To our knowledge, our study is the first and largest to offer longitudinal analyses, which allowed multivariable adjustments including gBRCApv status and chemotherapy type, and associations as well as time trends (up to 18 months) to be studied. Moreover, our study population received two main chemotherapy regimens, predominantly anthracycline and taxane based, making the analysis of the impact of chemotherapy on amenorrhea risk more homogenous. Particularly, the impact of gBRCApv status on amenorrhea rates was not assessed in the prediction models of previous studies and we showed for the first time that women with gBRCApv appear to be more prone to losing their fertility post‐chemotherapy.

We found that the presence of a gBRCApv strongly predicted the amenorrhea risk at 18 months with likely progression of the event rate during 0–18 months after the completion of post‐chemotherapy. Despite the limited size of the BRCA‐positive subgroup, the associations related to AMH levels and gBRCApv appeared to be robust over different analytic strategies (i.e., unadjusted and adjusted analyses, non‐longitudinal and longitudinal analyses, population‐averaged and subject‐specific models, and various sensitivity analyses). When we limited the analysis to women whose gBRCApv status was known, we reached stronger associations despite the reduced sample size (Tables S4 and S5).
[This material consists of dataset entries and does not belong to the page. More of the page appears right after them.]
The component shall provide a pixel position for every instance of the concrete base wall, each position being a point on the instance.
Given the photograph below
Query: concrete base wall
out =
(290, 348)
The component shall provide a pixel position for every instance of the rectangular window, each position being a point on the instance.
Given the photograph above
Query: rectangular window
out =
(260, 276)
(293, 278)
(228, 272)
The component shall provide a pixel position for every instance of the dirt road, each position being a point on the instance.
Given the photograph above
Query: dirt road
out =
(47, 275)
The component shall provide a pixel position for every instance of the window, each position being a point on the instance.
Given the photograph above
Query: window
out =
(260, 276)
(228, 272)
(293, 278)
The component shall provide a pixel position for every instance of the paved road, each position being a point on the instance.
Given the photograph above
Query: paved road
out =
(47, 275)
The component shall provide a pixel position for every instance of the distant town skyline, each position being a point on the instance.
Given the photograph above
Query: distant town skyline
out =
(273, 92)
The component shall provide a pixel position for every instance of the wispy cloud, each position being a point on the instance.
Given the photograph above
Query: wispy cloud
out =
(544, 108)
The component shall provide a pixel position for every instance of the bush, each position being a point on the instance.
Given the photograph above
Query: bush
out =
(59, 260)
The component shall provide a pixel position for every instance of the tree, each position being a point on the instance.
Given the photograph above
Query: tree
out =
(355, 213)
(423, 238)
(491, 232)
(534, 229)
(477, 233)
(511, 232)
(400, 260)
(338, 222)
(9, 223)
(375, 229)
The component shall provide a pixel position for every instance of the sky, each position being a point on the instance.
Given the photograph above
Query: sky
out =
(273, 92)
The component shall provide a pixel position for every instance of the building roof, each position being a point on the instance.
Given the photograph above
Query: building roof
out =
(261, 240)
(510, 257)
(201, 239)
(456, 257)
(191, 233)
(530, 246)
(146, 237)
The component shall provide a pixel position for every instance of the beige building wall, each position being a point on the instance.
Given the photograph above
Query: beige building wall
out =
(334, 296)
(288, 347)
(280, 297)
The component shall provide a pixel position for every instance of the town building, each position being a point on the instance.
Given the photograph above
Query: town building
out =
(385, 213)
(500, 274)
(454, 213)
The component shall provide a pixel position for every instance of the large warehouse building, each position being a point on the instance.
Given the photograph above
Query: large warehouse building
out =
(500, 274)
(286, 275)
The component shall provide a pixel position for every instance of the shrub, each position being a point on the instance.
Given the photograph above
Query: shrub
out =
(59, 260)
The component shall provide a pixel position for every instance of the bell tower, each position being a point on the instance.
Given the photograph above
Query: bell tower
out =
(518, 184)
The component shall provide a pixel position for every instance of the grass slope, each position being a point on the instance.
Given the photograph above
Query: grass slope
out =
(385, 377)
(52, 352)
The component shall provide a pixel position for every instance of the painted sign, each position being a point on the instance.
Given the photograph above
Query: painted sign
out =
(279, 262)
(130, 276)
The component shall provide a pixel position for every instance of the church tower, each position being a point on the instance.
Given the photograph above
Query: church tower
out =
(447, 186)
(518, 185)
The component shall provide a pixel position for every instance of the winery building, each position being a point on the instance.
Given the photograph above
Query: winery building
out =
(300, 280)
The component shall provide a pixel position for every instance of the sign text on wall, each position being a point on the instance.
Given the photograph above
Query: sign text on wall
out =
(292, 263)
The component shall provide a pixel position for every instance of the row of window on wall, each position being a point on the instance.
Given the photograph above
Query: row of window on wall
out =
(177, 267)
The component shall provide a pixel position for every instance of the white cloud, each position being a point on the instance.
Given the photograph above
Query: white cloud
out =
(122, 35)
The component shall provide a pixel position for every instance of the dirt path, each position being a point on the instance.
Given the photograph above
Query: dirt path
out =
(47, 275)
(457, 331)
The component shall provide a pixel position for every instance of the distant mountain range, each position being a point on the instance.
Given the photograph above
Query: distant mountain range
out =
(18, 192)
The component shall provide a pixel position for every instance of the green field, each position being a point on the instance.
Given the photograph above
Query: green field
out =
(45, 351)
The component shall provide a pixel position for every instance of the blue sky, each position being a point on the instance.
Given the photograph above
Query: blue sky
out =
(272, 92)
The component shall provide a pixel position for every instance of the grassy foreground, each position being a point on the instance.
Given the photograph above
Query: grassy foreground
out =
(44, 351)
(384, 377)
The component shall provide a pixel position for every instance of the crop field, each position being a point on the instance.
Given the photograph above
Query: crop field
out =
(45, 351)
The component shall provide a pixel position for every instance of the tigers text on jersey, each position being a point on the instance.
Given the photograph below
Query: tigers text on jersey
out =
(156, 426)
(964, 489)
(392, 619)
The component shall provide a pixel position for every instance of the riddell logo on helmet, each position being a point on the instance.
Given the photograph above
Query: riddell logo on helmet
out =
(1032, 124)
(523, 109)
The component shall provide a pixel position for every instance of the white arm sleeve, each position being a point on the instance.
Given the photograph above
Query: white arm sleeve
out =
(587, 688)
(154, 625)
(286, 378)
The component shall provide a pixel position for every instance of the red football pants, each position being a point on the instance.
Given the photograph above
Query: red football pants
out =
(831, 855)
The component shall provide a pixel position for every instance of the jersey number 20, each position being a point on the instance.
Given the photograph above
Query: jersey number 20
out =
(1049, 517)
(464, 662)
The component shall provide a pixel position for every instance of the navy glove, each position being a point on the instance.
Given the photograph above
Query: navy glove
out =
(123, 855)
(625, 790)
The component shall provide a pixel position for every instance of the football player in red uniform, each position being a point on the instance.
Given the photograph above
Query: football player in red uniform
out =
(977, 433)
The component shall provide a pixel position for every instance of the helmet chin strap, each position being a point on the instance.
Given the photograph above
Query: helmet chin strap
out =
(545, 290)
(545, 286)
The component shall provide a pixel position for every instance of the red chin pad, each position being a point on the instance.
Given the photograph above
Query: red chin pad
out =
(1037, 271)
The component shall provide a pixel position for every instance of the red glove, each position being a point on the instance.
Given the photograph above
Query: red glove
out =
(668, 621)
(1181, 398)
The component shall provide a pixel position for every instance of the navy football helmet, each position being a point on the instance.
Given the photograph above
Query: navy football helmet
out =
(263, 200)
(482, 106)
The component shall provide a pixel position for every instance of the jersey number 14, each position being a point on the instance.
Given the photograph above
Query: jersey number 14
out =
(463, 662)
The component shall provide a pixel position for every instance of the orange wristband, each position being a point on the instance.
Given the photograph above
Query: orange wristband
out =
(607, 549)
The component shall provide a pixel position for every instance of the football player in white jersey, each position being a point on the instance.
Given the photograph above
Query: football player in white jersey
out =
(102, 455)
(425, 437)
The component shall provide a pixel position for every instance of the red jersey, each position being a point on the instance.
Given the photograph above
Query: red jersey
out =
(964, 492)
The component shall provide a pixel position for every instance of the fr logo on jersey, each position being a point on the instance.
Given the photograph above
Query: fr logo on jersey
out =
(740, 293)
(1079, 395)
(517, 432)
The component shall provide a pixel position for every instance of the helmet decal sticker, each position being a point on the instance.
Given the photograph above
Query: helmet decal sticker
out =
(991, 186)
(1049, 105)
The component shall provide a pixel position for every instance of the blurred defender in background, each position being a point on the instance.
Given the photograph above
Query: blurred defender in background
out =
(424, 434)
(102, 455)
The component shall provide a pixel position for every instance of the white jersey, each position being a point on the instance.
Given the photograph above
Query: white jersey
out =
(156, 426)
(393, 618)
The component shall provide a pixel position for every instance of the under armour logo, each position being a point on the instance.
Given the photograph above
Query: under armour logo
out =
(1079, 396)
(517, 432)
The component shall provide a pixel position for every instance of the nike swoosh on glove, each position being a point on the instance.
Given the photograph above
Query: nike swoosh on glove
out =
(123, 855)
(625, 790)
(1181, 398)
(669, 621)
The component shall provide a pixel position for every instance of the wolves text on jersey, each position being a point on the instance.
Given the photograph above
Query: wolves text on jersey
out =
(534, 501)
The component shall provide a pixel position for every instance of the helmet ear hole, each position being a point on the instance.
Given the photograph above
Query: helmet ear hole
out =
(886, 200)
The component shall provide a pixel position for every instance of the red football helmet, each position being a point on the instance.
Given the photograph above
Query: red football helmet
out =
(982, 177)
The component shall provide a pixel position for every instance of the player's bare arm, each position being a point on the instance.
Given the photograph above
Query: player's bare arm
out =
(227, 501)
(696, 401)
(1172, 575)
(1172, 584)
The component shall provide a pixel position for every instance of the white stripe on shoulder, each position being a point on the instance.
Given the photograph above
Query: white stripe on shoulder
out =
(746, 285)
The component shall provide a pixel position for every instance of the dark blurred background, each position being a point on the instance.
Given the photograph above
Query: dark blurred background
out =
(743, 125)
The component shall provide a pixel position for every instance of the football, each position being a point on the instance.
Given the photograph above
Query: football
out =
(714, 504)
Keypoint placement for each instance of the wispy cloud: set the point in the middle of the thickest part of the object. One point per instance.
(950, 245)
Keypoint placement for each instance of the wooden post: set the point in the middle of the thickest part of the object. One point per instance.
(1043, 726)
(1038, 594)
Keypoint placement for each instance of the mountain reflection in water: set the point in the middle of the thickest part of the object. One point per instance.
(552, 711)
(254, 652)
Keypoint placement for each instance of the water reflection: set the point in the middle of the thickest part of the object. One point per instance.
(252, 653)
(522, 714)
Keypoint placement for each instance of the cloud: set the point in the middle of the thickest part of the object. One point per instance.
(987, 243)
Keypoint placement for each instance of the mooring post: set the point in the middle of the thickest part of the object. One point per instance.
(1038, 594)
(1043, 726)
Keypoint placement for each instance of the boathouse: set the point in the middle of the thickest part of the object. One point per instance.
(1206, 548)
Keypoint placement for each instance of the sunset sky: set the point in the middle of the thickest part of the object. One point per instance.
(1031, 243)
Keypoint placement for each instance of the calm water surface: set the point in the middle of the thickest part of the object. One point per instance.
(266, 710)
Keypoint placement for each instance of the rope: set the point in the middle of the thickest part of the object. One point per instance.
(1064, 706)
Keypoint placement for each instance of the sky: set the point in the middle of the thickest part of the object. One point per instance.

The association of gBRCApv with amenorrhea risk is biologically plausible as BRCA genes play essential roles in ATM‐mediated repair of DNA double strand breaks. ¹⁴ We have previously shown that the oocytes of women with gBRCApv are deficient in DNA repair and subject to accelerated age‐induced loss. ¹¹ , ¹² Because both cyclophosphamide and doxorubicin cause ovarian follicle death by inducing DNA DSBs in oocytes, the deficient DNA repair mechanisms in oocytes of women with gBRCApv may result in increased liability to chemotherapy‐induced ovarian damage. ⁷ , ¹² In support of this hypothesis, we have in multiple studies including a recent large multi‐center individual patient data meta‐analysis that women with gBRCApv had lower serum AMH recovery after chemotherapy compared to controls. ¹² , ²⁶ While numerous studies confirmed our findings, few others failed to detect the impact of BRCA mutations on ovarian reserve, methodological weaknesses of which were discussed in a recent review. ¹⁴ Lower baseline serum AMH levels, and hence a lower ovarian reserve in women with gBRCApv may have also contributed to the predisposition to amenorrhea risk. However, in mechanistic support of our findings, we also found that when BRCA1 was knocked out in mouse oocytes, they became more liable to doxorubicin‐induced death in vitro. ¹² , ¹³ Moreover, in a previous study we found that women with gBRCApv had slower AMH recovery post‐chemotherapy compared to those who were negative or untested for gBRCApv. ¹³ The stronger prediction of amenorrhea at the 18‐month time point and clear monotonic positive trend may also be explained by the fact that the follicle loss could be further accelerated in the ovaries of women with BRCA mutations with advancing age. ¹² Women with gBRCApv may face additional difficulties when they try to conceive such as, for some, the need for preimplantation genetic diagnosis through IVF to prevent the transmission of gBRCApv to their offspring, and reduced reproductive lifespan due to risk‐reducing salpingo oophorectomy. Therefore, fertility preservation with embryo or oocyte cryopreservation can be options for those women, followed by for preimplantation genetic testing if they consent.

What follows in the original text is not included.